In studying their map, the researchers upended the reigning theories in network studies which had been in place for hundreds of years, and in so doing laid the theoretical groundwork for social media platforms. As you know, a map is simply a tool to help one understand and see the relationship between things. So, a road map shows the relationship of cities and towns and highways connecting them. A genogram is a map showing the relationships of people in a family system. Or an org chart maps the structure of an organization and the relationships and relative ranks of its parts and positions.
I had set out to find a more relational frame for understanding the church, but in mapping the local church, I found that any church, or faith community, or mission group, or denomination functions more like a hub within God’s scale free kingdom. “Hubs” are those super connectors! A hub is proactively linking others to what they needed to thrive.
People don’t connect to Amazon.com for the sake of Amazon, rather they connect to it because Amazon.com can help them connect to what they are looking for. Amazon is a hub.
Amazon’s goal is present people with what they are looking for as effectively as possible. If Amazon were to stop linking people with what they were looking for people would quickly go elsewhere.
Could it be that people don’t connect to St Luke’s for simply the sake of St Luke’s? Could it be that people connect because they are looking for something? Connection with God? Connection with meaning making? With a faith tradition? With a community of belonging? With a group seeking to participate in God’s dream for the world? Friends? Etc. Could it be, that the degree to which we seek to really listen for why a person or household show up at St Luke’s and help them connect to what helps them thrive, might correspond to their ongoing connection?

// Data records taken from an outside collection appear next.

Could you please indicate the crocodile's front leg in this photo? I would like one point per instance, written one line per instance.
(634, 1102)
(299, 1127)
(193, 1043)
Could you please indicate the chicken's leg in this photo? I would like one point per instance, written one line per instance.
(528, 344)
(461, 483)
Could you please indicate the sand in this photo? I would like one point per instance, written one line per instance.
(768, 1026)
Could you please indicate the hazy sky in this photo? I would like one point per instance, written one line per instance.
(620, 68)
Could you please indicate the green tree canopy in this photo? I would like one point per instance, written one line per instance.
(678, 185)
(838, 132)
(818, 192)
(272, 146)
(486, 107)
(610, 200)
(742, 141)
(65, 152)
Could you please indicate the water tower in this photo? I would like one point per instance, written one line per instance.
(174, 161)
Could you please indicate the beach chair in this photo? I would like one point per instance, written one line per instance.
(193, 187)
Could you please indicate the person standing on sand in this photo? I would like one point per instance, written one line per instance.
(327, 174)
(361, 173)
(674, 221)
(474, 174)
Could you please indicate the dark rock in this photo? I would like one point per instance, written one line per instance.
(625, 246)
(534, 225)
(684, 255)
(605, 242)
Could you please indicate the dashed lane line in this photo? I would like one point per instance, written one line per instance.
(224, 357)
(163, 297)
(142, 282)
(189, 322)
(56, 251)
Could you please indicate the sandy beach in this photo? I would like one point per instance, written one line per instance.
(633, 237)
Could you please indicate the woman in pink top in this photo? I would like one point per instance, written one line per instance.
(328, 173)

According to the research, the strength of a network is not in having one strong connection, but in having many weaker connections which together weave a tapestry of support.
When someone walks into St Luke’s maybe the goal is even bigger than having one member create a strong bond with that person but to listen for what that new person is looking for and introduce them to what might help them thrive.
It seems to me that the church is a hub in God’s relational network. How might we each look for ways to connect each other and to what we most need to thrive. You are connected to St Luke’s for a reason, what are you looking for? And how might we help you thrive?
I’ll see you on Sunday. Remember, God delights in you, and so does our community of faith! You are not alone.